# rpm drop while accelerating in 2nd gear.



## Robby (Mar 1, 2013)

edlloyd said:


> hello all. i have asked this on the facebook cruzetalk page, but just wanted to get opinions of you on here that don't get on that page. new 14 cruze ls auto. noticing a weird acceleration issue. start out and it shifts from 1st to 2nd fine. while in 2nd and still accelerating, the rpm drops a few hundred rpm momentarily then jumps back up. it almost feels like it is shifting again, but is still in 2nd. it is much more noticeable while going up a steep hill or while accelerating hard. i have been told that it is the torque converter locking and unlocking but it just doesn't seem normal to me. any thoughts?


Current mileage please?

Rob


----------



## spacedout (Dec 7, 2010)

Though the torque converter can lock/unlock on hill grades I wonder if your seeing the ECU detuning the engine when knock is detected? What octane fuel are you running? If your running 87 octane regular might try 89 octane midgrade to see if this behavior disappears. 

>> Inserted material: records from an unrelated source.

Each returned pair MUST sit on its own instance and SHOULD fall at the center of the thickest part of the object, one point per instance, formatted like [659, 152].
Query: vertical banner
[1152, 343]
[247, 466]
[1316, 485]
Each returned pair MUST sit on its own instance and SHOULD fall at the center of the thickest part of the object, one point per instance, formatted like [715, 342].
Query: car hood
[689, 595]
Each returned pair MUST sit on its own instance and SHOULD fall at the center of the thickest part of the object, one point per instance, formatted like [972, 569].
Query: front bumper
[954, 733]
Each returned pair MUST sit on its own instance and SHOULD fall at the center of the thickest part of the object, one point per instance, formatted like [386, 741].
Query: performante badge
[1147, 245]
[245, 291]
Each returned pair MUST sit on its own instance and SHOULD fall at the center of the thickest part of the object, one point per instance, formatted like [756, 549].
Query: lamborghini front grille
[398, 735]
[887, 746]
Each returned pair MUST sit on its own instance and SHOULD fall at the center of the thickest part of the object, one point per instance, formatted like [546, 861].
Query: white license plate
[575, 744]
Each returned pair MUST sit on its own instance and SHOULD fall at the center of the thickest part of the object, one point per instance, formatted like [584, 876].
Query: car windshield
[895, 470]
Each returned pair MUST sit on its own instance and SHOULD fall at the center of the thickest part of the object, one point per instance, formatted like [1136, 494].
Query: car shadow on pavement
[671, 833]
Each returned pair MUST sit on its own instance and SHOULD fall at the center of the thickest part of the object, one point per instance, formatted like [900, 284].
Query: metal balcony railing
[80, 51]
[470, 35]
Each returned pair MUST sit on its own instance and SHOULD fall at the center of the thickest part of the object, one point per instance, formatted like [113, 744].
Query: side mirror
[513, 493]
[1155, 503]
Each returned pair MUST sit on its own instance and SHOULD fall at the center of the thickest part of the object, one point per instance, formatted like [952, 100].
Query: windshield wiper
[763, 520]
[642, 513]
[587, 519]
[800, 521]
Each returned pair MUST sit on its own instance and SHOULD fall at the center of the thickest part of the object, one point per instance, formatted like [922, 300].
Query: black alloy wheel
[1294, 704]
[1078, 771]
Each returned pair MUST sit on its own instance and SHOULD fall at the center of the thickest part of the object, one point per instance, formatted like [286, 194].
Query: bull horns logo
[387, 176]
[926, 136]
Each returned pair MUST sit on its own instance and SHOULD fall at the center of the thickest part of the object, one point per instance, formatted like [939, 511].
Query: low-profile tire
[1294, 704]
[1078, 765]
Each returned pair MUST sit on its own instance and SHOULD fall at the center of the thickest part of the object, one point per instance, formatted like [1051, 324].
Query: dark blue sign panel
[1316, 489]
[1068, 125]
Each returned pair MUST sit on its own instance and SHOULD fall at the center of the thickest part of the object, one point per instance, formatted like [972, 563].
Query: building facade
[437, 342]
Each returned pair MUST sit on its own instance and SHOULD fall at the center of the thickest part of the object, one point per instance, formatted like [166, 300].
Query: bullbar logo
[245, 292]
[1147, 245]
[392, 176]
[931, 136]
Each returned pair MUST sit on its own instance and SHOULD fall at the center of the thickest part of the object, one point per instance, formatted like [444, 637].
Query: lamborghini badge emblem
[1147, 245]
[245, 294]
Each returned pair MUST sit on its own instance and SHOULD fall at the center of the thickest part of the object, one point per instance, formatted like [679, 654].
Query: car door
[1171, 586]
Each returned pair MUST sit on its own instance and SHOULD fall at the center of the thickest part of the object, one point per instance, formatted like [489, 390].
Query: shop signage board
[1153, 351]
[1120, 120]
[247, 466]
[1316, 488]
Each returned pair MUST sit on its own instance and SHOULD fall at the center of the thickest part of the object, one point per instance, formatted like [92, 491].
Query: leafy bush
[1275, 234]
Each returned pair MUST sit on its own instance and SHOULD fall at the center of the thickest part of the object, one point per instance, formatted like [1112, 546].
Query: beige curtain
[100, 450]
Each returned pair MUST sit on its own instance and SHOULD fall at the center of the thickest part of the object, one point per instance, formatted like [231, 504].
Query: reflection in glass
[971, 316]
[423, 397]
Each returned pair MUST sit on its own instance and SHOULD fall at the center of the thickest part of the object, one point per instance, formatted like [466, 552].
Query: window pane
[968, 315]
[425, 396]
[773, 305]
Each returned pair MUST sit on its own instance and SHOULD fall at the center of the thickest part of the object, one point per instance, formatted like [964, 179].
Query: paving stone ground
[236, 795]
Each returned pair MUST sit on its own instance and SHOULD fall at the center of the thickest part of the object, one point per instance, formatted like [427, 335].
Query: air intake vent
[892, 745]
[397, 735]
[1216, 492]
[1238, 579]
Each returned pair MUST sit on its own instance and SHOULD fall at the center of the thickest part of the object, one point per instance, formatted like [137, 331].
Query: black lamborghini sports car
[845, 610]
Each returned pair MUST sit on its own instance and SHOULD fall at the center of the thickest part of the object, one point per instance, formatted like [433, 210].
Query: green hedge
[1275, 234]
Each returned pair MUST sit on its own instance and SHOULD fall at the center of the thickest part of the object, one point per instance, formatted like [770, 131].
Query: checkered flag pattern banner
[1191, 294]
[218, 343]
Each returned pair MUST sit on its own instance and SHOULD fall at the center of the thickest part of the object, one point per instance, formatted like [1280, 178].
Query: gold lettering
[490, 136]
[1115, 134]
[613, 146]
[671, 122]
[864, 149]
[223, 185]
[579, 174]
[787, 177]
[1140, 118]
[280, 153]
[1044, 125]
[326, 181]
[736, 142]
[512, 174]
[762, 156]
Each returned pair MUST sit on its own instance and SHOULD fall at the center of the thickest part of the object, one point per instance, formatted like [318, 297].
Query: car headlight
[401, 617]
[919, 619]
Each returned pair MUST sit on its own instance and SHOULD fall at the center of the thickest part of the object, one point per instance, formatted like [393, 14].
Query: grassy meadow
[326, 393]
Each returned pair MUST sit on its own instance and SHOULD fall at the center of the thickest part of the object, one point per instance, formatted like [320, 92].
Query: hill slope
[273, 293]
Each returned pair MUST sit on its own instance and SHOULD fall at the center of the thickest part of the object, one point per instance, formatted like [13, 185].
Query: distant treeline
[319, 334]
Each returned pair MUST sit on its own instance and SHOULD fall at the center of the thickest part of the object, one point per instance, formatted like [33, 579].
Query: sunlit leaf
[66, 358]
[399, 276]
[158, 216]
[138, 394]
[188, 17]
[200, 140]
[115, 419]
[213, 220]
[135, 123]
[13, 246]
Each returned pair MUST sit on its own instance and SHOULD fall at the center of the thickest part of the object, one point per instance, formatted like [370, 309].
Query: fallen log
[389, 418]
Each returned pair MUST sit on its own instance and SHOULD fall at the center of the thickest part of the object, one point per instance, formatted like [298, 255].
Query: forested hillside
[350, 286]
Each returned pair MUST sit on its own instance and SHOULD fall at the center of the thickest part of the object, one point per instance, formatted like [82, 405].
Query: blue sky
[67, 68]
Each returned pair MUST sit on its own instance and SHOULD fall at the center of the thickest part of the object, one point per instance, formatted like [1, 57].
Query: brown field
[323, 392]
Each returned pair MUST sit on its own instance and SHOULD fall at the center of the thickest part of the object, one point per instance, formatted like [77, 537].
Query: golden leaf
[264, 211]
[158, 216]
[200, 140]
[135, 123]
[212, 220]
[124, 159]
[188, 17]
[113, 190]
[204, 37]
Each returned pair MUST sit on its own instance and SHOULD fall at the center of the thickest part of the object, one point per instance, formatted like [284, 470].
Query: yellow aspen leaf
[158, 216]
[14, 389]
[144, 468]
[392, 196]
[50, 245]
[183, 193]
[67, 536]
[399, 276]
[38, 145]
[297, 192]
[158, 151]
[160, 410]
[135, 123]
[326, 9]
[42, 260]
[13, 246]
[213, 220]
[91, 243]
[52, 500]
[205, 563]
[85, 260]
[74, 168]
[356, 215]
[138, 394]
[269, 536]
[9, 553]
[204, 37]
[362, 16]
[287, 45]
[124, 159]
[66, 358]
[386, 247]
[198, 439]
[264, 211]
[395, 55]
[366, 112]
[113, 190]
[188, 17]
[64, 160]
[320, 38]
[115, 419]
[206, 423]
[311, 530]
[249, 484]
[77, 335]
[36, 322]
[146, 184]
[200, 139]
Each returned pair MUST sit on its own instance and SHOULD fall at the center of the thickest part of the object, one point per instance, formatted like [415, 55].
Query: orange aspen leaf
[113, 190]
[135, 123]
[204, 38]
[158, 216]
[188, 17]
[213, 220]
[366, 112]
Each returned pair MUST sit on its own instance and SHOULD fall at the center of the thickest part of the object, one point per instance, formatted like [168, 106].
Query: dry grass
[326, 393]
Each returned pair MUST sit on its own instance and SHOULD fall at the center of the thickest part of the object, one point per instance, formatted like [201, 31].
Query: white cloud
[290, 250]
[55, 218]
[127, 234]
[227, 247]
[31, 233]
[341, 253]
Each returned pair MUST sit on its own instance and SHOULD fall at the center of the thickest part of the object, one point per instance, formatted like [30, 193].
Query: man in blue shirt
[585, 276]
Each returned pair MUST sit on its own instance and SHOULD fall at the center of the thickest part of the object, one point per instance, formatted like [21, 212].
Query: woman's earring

The reason I would suspect the fuel/octane being the issue is since your noticing it on hills, not just under normal acceleration. Hills add a significant load to the engine, especially when accelerating.


----------



## edlloyd (Nov 25, 2014)

2000 miles. i see what you mean on the octane thing, but it ONLY happens in 2nd gear.


----------



## Robby (Mar 1, 2013)

OK....still a youngster mileage wise.

I doubt if torque converter.....it is designed to lockup in 3rd, at shift, if at light throttle......none of which describes your observation.

This type of concern has not, in my memory, ever been posted.
At this time, I will WAG that the air control valve in the intake manifold is misbehaving.....possibly opening too much momentarily causing a torque/power drop off.

Usually sets a code but if the valve is responding to command, the ECM is satisfied.

Soooo, if you feel slightly mechanical, remove the negative battery cable to erase most of the ECM memory.
Reconnect and give it a few hundred miles of normal driving......it may just be a fluke that keeps repeating itself because it is being held in the memory.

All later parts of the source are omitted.